Correspondence to Gou Young Koh, MD, PhD, National Creative Research >Initiatives Center for Endothelial Cells, Department of Life Science, Pohang University of Science and Technology, San 31, Hyoja-Dong, Pohang, 790-784, Republic of Korea. E-mail gykoh{at}postech.ac.kr
Abstract
Vascular endothelial growth factor (VEGF) and angiopoietin-1 (Ang1) are potent vasculogenic and angiogenic factors that hold promise as a means to produce therapeutic vascularization and angiogenesis. However, VEGF also acts as a proinflammatory cytokine by inducing adhesion molecules that bind leukocytes to endothelial cells, an initial and essential step toward inflammation. In the present study, we used human umbilical vascular endothelial cells (HUVECs) to examine the effect of Ang1 on VEGF-induced expression of three adhesion molecules: intercellular adhesion molecule-1 (ICAM-1), vascular cell adhesion molecule-1 (VCAM-1), and E-selectin. Interestingly, Ang1 suppressed VEGF-induced expression of these adhesion molecules. Furthermore, Ang1 reduced VEGF-induced leukocyte adhesion to HUVECs. These results demonstrate that Ang1 counteracts VEGF-induced inflammation by reducing VEGF-induced endothelial adhesiveness.

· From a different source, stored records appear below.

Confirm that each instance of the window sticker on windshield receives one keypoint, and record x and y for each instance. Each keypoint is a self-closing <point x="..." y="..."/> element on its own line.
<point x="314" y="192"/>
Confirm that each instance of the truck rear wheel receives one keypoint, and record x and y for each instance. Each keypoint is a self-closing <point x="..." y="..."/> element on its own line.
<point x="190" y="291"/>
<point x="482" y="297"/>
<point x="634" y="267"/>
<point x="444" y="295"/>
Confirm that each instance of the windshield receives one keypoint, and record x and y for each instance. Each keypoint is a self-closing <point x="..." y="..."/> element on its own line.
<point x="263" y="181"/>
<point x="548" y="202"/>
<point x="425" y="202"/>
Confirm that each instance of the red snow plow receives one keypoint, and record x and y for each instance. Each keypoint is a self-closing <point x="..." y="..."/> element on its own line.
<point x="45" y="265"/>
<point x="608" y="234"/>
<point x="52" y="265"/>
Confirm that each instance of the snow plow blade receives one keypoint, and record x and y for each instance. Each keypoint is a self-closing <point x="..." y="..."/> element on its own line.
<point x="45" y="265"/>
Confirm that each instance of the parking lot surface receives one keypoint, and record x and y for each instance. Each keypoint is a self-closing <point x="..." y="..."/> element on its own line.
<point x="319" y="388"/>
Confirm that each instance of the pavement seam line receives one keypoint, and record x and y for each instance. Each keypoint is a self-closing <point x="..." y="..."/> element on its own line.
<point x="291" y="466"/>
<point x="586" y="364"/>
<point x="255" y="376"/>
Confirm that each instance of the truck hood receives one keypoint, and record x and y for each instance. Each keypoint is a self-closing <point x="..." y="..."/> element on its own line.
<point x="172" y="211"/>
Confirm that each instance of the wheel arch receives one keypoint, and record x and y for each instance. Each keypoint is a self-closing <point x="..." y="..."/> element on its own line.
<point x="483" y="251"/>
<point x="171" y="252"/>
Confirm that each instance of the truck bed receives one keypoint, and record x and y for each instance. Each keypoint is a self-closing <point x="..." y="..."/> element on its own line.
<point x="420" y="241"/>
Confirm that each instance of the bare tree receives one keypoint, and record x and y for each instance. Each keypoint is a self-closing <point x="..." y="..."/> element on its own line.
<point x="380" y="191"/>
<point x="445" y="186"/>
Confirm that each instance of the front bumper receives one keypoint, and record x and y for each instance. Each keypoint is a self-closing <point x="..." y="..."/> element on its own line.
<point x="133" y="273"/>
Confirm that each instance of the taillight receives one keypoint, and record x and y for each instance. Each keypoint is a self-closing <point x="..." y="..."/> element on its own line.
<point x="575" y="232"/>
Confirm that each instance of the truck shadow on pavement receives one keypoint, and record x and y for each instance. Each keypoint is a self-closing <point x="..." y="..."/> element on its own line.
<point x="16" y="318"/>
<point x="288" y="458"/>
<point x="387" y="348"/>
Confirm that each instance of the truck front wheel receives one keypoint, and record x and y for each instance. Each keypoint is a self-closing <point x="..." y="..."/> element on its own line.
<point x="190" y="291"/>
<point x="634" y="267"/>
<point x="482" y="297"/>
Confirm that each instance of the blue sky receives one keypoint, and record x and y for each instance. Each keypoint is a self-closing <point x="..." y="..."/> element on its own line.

Key Words: vascular endothelial growth factor angiopoietin adhesion inflammation
Two endothelial cellspecific growth factors, vascular endothelial growth factor (VEGF) and angiopoietin-1 (Ang1), act cooperatively and interactively during prenatal and postnatal vascular development.1 In fact, co-overexpression of VEGF and Ang1 in mouse skin or rabbit ischemic hindlimb produces an additive increase in vessel formation.2,3 Although overexpression of VEGF alone in mouse skin produced profound angiogenesis, it also produced enhanced leukocyte rolling and adhesion, vascular leakage, and inflammation.2,4 Thus, VEGF is also a proinflammatory cytokine in addition to being an angiogenic factor. However, co-overexpression of VEGF and Ang1 in mouse skin showed less vascular leakage and inflammation compared with VEGF alone.2 These data clearly indicate that Ang1 counteracts some subset of activities of VEGF in endothelial cells.
We recently demonstrated that VEGF stimulates the expression of intercellular adhesion molecule-1 (ICAM-1), vascular cell adhesion molecule-1 (VCAM-1), and E-selectin mRNAs in endothelial cells through the Flk-1/KDR receptor.5 This stimulation is mediated through nuclear factor-
B (NF-
B) activation and is suppressed by phosphatidylinositol (PI) 3'-kinase.5 Other studies have shown that Ang1 strongly activates the PI 3'-kinase/Akt pathway in endothelial cells through its binding to the Tie2 receptor.6,7 Therefore, in this study, we assessed the specific role of Ang1 in VEGF-induced expression of adhesion molecules in endothelial cells. Interestingly, our results indicate that Ang1 counteracts VEGF-induced expression and activity of adhesion molecules.
Materials and Methods
Ang1*, rTie1-Fc, and rTie2-Fc were obtained from Regeneron Pharmaceuticals, Inc. Ang1* is a recombinant version of Ang1. Recombinant human VEGF165 was purchased from R&D Systems. Human umbilical vascular endothelial cells (HUVECs) were prepared and maintained as previously described.6
RNase protection assay (RPA), Western blot analyses, and flow cytometric analyses for human ICAM-1, VCAM-1, and E-selectin were performed as previously described.5 Leukocyte-endothelial adhesion was measured as previously described.5
All signals were visualized and analyzed by densitometric scanning (LAS-1000, Fuji Film). Data are expressed as mean±SD. Statistical significance was tested using 1-way ANOVA followed by the Student-Newman-Keuls test. Statistical significance was set at P<0.05.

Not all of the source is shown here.